I didn't know about fully concurrent root scanning, thank you!

How does root scanning work wrt to Loom? Are stacks of virtual threads treated as roots? I guess there is no other option?

pron · on Aug 5, 2020

No, virtual thread stacks are not roots! This is one of the main design highlights of the current Loom implementation. In fact, at least currently, the VM doesn't maintain any list of virtual threads at all. They are just Java objects, but the GC does treat them specially.

kjeetgill · on Aug 5, 2020

Interesting! In what way are they handled specially?

pron · on Aug 5, 2020

Unlike any other object, the location of references on a stack can change dynamically, so the GC needs to recognise those objects and walk their references differently. There are other subtleties, too.

pkolaczk · on Aug 5, 2020

Right, it is concurrent, but it is still costly. It brings rarely used data into the caches and pushes useful data out of the caches. If some parts of the heap were swapped out, the impact of concurrent scanning can be quite dramatic.

pron · on Aug 5, 2020

Ah, but you can pin GC threads to specific cores, and a reference-counting GC also has such non-trivial costs. In practice, however, people in the 90-95% "mainstream" domain that Java targets are very happy with the results. Of course, there are some applications that must incur the costs of not having a GC. In general, though, the main tangible cost of a GC today, for a huge portion of large-scale applications, is neither throughput nor latency by RAM overhead.

pjmlp · on Aug 5, 2020

I also enjoy the low level C++ like tooling that .NET offers, but I am also looking forward to the fruits of Panama and Valhalla in that direction.

pkolaczk · on Aug 5, 2020

Pinning doesn't solve the problem of cache L3+ thrashing.

pron · on Aug 5, 2020

It could if the GCs used non-temporal instructions that bypass the L3. Of course, how much of a problem this is in practice in most applications is something that would need to be measured.

pkolaczk · on Aug 5, 2020

Point taken. What about swap?

pron · on Aug 5, 2020

Yeah, swapping could be really bad and should be avoided. So: don't swap :) Java's memory consumption can't go up indefinitely. The most important setting is the maximum heap size. Set it to a good level and don't swap.

haxen · on Aug 5, 2020

All the modern GCs scan the heap concurrently, the hardest problem is scanning the GC roots in the call stack. ZGC is currently implementing concurrent stack scanning.

wokkel · on Aug 5, 2020

Yes it can. Stop the world collection is a thing of the past. See for example: https://developers.redhat.com/blog/2019/06/27/shenandoah-gc-...

jerrinot · on Aug 5, 2020

Modern Garbage Collectors do concurrent scanning.

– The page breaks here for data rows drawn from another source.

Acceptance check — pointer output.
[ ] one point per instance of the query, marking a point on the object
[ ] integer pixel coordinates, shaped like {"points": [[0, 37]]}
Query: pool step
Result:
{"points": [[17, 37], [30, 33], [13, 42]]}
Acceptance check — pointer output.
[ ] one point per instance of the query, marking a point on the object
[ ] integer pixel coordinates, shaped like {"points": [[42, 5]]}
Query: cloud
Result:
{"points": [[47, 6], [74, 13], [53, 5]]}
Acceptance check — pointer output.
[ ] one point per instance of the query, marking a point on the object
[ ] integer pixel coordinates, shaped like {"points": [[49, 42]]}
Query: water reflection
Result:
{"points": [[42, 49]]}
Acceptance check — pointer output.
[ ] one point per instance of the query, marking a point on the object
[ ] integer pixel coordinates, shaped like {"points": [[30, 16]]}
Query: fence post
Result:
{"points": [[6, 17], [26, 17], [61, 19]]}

I believe most GC implementations have non-concurrent "initial marking" phase, but that's typically fairly quick. It has to scan roots of your object graph, think stack, JNI, etc.

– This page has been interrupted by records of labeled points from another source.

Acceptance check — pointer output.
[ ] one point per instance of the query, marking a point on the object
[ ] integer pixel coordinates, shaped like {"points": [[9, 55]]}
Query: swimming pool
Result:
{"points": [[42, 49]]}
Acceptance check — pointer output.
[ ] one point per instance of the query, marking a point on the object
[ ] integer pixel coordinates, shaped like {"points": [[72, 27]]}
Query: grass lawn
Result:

dan-robertson · on Aug 5, 2020

Scanning can be done incrementally with each allocation (Such that allocations become slightly more expensive but no individual allocation does loads of scanning work). Scanning can also be done concurrently.

rurban · on Aug 5, 2020

Scanning is also entirely eliminated by using no global heap allocations. With copying and small stack allocations there's not need to scan much, and can easily stay below 1ms.

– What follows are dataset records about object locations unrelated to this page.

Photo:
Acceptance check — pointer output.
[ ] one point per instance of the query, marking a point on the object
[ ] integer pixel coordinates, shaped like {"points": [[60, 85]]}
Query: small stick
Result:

bananaface · on Aug 5, 2020

Can't you just allocate a huge block up-front and throw stuff into it with a custom allocator? I don't know if Rust allows you to do that kind of thing.

steveklabnik · on Aug 5, 2020

Yes. There are some trade offs, you can’t parameterize the standard library data structures over an allocator yet, for example.

AtlasBarfed · on Aug 6, 2020

So arena allocation and buffer reuse?